When the little mermaid suddenly has your skin color

Those girls’ faces. The eyes that can’t believe it. Their smile when it turnsout to be true. A week or two ago, Disney showed a teaser of their newmovie, a remake of The little Mermaid , not a cartoon, but one with realpeople. Immediately after that went on TikTok videosviral that mothers made oftheir daughters watching themovie. “I think she’sbrown,” says oneI thinkshe’s not even four years old yet. Another, eight at most, is taken aback bybewilderment. “She’s brown, like me.” At about the same time, the hashtag#notmyariel came to life online, because there are always people who thinkthat Ariel should have red hair, white skin, and blue eyes, or green, purpleif necessary, but certainly not brown.

I had to think about it when I went to Talking about color watched, a seriesthat HUMAN broadcasts every evening this week. At an impossible time, wellafter noon, film and television makers talk to each other about diversity andrepresentation in their work. I translate that as: do we see color on ourscreens and if so, does that color match how people of color see themselves?In sets of two, a “color maker” and a “white maker” watch a film clip andthen, according to the broadcaster’s press release, “respectful exchanges takeplace.”

Actor Daniël Kolf showed actor Jacob Derwig a piece from The East , in whichtwo Dutch soldiers execute five Indonesians. Kolf thinks it’s great that the’black pages of history’ are now material for film makers. Jacob Derwig mustfirst admit that he thought it was quite a “masculine” film. Two female roles.bit parts. “One is a whore, the other a mother.” His eyes for the role ofwomen in theater or film only opened five years ago, he says. That was whenactress Jacqueline Blom damned to star in his adaptation of a play by Chekhov.Also in it: two female roles. A prostitute and a mother with little or notext.

They never see themselves on TV

The conversation between writer Manju Reijmer and Pieter Bart Korthuis onTuesday evening was overflowing with benevolence and mutual understanding. I’mnot saying that to be lame, but the people in this series already seemedpretty awake to me about where their blind spots are. That does not mean thatthe scales can still fall from your eyes. On Wednesday evening, culturalentrepreneur Hui Hui Pan and actress Jennifer Hoffman sat opposite each other.A piece was shown from beef funk, in which a Chinese meal delivery lady istaunted by a customer and keeps smiling silently. But this was a satiricalprogram anyway, the scene was meant to be cringe-inducing, it was a joke.That’s not the problem, says Hui Hui Pan. The problem, she says, is that thereis no counterpart to that image of that silent Asian woman who allowseverything. “I have three small children, they never see themselves on TV.”She used to wish herself blond hair and blue eyes, and now her daughter doesthat again, or: still.

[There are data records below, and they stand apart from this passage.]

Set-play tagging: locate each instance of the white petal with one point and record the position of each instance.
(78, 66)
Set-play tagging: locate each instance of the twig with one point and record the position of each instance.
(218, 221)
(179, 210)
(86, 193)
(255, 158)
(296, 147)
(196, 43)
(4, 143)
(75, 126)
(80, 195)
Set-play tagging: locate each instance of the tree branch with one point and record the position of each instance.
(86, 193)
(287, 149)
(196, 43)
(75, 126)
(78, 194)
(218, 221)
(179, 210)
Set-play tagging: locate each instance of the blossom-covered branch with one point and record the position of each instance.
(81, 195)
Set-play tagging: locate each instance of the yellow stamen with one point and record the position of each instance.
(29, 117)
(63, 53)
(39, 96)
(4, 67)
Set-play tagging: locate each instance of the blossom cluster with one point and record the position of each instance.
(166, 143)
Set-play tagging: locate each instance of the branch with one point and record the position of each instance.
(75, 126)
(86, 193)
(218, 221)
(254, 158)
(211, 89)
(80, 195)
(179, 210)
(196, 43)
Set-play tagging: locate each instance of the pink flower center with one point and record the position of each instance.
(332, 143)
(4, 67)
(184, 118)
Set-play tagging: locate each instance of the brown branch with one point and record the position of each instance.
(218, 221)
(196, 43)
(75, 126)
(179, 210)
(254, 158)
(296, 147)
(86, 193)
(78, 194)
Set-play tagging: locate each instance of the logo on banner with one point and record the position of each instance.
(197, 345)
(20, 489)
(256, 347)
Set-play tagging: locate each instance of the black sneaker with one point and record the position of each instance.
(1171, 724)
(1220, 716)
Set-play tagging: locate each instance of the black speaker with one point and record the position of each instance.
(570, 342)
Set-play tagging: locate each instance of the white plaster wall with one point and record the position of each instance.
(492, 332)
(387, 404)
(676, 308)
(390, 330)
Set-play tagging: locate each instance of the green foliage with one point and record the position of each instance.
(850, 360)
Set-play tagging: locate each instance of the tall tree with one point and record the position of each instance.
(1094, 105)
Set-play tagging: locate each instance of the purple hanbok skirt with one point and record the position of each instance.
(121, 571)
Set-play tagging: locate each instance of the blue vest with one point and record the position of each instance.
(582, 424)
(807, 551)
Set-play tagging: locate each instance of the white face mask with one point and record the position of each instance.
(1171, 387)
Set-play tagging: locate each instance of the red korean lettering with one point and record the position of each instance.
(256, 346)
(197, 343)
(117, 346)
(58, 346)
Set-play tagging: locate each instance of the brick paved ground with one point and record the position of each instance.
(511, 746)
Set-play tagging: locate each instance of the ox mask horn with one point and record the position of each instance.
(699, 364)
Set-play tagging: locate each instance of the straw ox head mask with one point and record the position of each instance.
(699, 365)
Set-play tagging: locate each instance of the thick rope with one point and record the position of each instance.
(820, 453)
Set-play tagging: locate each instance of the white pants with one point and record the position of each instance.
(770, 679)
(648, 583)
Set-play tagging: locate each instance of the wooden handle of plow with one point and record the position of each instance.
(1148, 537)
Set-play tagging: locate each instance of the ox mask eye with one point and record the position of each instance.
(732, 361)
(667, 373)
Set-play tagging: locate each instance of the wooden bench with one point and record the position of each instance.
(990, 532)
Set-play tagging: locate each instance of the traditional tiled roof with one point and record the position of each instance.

And suddenly I was back at that ballet performance, at least sixteen yearsago, it was Christmas. In the main hall of the Muziektheater in Amsterdam,broken expensive tickets, packed hall. Sleeping Beauty, with all thetrimmings. One daughter next to me, the youngest of three on my lap. At firstshe loudly noted that there was no talking on stage. Stupid. Then SleepingBeauty came dancing on stage. Dead silence on my lap that I held for rapture.But it was utter amazement, or rather: disappointment. Her childish voice rangover the back of her heads. “Sleeping Beauty is Chinese.” And princesses mayhave hair as black as ebony, but the skin is always white. How easy is it tocolor those faces?